En général, les soins médicaux sont insuffisants dans les prisons grecques et de nombreuses personnes atteintes de maladies chroniques (comme le cancer) continuent d’être emprisonnées jusqu’à leur mort. Même si certains détenus sont transférés à l’hôpital de la prison (toutes les prisons ne disposent pas d’un service hospitalier), les conditions d’hygiène sont généralement très mauvaises et cette situation pose encore plus de problèmes aux personnes déjà malades.

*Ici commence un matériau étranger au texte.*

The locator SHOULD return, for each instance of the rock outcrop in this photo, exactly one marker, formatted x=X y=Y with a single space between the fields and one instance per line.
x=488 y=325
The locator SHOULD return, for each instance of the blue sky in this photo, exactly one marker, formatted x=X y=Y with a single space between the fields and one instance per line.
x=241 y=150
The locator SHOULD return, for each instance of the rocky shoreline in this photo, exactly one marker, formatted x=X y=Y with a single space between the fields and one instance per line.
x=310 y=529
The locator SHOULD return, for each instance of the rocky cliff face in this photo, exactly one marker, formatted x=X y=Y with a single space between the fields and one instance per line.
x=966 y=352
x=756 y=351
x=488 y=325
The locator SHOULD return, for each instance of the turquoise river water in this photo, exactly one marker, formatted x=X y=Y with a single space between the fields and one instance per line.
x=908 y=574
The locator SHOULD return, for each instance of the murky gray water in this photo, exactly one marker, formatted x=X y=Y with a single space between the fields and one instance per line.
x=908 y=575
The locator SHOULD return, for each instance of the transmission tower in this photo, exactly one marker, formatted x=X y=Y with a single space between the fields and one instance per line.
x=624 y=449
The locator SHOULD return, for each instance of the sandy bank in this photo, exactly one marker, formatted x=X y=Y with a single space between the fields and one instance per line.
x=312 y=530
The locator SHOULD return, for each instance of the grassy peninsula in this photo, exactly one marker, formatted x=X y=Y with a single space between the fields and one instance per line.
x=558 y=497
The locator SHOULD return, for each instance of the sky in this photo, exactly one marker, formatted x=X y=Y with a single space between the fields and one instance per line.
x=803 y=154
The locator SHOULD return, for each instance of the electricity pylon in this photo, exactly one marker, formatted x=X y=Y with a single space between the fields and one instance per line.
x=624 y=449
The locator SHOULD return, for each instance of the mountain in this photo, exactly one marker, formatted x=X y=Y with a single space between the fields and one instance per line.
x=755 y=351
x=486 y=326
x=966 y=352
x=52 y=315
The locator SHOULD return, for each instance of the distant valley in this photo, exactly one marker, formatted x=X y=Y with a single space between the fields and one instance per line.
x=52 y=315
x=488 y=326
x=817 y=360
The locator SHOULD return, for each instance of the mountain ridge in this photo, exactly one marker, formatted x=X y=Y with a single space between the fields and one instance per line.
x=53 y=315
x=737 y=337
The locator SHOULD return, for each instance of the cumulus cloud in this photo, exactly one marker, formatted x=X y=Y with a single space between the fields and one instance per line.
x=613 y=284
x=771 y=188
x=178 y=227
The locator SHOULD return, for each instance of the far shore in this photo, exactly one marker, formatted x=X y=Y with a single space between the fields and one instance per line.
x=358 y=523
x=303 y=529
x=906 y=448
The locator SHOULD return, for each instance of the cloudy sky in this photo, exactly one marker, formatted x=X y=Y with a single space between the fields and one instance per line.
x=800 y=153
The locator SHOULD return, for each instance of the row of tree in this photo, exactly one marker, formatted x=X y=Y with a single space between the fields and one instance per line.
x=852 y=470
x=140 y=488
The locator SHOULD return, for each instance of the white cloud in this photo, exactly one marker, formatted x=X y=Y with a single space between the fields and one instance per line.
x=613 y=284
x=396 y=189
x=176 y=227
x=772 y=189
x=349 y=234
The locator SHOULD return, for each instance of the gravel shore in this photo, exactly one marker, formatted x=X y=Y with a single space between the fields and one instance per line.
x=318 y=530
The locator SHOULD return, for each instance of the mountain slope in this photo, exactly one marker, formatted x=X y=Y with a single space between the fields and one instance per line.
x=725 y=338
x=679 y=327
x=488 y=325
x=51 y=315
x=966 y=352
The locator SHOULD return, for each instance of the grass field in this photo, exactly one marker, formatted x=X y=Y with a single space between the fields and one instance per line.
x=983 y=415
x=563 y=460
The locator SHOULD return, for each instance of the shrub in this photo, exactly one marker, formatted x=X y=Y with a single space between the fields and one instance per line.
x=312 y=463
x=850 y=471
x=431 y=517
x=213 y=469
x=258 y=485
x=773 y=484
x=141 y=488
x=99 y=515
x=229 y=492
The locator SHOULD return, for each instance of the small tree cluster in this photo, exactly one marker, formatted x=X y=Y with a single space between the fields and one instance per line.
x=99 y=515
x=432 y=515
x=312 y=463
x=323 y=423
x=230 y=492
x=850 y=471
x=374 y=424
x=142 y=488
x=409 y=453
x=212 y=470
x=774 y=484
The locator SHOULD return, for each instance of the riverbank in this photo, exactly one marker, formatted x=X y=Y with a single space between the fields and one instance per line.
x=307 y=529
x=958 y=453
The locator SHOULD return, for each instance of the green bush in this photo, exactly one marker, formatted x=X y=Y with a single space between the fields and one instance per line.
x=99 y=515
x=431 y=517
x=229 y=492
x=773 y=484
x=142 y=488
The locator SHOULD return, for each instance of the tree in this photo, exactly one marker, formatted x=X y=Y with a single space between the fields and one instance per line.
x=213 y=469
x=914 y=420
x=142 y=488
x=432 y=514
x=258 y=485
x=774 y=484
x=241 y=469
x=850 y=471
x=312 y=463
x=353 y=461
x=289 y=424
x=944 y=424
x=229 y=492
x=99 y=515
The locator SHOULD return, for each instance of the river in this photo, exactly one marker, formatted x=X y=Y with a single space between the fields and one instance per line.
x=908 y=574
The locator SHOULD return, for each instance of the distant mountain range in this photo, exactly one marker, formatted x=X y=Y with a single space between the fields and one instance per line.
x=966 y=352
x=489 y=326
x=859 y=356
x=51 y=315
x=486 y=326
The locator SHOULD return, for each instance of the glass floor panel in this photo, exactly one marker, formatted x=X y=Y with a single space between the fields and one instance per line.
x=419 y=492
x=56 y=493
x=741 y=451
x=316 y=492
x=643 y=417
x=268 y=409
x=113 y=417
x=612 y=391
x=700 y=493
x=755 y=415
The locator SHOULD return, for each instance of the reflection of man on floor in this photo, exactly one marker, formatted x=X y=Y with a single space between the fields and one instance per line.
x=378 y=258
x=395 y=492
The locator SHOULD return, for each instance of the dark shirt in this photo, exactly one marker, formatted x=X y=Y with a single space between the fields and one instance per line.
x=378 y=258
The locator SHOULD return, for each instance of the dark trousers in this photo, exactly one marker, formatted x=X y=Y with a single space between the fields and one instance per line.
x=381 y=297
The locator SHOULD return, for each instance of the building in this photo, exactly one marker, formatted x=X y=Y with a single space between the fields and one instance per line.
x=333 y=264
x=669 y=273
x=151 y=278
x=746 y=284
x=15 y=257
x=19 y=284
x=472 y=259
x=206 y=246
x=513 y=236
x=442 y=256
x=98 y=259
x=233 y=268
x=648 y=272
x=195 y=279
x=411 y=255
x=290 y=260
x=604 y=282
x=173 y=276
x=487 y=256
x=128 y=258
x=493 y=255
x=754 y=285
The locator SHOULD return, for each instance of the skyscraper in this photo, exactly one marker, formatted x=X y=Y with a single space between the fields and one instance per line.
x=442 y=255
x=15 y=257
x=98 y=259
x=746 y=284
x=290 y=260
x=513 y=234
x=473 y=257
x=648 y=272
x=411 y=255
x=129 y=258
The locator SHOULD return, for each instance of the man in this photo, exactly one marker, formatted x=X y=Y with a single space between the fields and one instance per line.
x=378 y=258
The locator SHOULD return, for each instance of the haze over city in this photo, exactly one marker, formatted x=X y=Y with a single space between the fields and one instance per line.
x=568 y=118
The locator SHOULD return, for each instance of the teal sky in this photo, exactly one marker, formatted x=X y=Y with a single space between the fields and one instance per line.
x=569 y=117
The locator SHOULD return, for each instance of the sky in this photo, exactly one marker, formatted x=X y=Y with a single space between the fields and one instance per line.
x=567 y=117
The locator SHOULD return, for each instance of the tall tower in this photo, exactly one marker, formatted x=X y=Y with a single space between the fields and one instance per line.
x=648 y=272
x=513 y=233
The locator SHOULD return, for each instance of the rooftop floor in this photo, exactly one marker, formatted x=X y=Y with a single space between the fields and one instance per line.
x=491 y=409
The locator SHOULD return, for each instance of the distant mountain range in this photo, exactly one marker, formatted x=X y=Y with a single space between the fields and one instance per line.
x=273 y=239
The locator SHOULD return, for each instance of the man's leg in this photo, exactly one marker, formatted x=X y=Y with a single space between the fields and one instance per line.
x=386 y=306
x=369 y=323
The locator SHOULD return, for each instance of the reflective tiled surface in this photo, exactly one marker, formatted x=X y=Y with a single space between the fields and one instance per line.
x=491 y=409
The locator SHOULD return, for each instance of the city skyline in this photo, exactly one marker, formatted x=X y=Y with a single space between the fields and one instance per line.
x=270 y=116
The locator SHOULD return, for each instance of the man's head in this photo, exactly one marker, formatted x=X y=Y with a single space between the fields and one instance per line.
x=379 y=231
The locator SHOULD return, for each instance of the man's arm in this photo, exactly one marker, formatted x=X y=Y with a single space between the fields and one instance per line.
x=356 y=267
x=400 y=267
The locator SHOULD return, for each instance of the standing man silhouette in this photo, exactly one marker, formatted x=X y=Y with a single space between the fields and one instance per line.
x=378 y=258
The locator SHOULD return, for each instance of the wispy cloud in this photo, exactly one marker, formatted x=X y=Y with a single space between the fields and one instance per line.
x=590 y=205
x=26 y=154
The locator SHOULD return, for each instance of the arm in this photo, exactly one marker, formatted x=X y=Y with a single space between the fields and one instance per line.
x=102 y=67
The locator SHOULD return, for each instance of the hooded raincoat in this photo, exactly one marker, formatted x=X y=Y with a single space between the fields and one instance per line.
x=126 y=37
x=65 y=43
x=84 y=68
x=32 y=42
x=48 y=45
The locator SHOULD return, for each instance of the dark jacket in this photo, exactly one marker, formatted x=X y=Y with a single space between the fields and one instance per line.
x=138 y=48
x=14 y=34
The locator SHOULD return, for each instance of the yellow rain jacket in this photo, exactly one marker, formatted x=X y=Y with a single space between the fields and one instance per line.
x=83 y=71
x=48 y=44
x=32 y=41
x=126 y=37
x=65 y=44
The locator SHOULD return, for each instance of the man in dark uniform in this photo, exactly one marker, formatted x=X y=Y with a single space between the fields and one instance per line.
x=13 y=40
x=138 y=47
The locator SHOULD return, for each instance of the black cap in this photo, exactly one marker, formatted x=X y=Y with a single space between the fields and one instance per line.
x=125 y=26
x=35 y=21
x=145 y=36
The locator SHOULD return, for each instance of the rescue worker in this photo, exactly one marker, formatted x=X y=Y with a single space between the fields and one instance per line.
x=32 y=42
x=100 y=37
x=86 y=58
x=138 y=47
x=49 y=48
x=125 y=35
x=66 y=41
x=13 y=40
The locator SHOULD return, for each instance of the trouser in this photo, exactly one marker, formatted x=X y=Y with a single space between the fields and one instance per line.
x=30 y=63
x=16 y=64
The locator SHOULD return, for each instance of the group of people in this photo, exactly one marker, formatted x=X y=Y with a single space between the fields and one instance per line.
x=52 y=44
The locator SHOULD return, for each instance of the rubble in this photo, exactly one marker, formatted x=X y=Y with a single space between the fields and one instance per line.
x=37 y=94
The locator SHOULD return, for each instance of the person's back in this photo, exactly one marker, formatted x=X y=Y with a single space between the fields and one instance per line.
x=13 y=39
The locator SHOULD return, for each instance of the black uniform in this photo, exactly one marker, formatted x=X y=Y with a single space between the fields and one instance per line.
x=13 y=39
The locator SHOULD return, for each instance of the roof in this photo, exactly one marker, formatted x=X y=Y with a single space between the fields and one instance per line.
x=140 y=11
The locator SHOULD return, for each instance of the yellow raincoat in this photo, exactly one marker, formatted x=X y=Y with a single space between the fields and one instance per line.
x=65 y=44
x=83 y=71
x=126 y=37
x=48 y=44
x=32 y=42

Il semble que de nouvelles mutineries vont éclater dans les prisons grecques, ainsi que dans les camps de détention de migrants, en raison des terribles conditions de vie et de l’absence de tout soin médical. Le problème est que personne ne semble pouvoir soutenir leurs luttes (également en raison des mesures de bouclage), donc la répression de l’État sera de plus en plus dure. L’isolement du à l’incarcération, rend ces luttes plus difficiles à soutenir, surtout si l’on tient compte du fait que le seul mouvement social en Grèce ces deux dernières années est venu de l’extrême droite. En conséquence, leurs luttes peuvent s’arrêter et commencer soudainement, non pas à cause de leurs limites internes mais à cause de la violence d’État.

Notes :
1 Il y a beaucoup de personnes d’origine rom dans les prisons grecques. La plupart d’entre elles ont la citoyenneté grecque, mais elles sont souvent maltraitées par l’État grec et la police. En outre, le gouvernement grec a émis des restrictions spéciales pour les roms pendant la pandémie, comme la restriction de l’entrée et de la sortie de leurs camps et l’affectation de policiers comme gardes.
2 Dans les prisons grecques, dans certains cas, les détenus peuvent travailler afin d’obtenir une réduction de leur peine.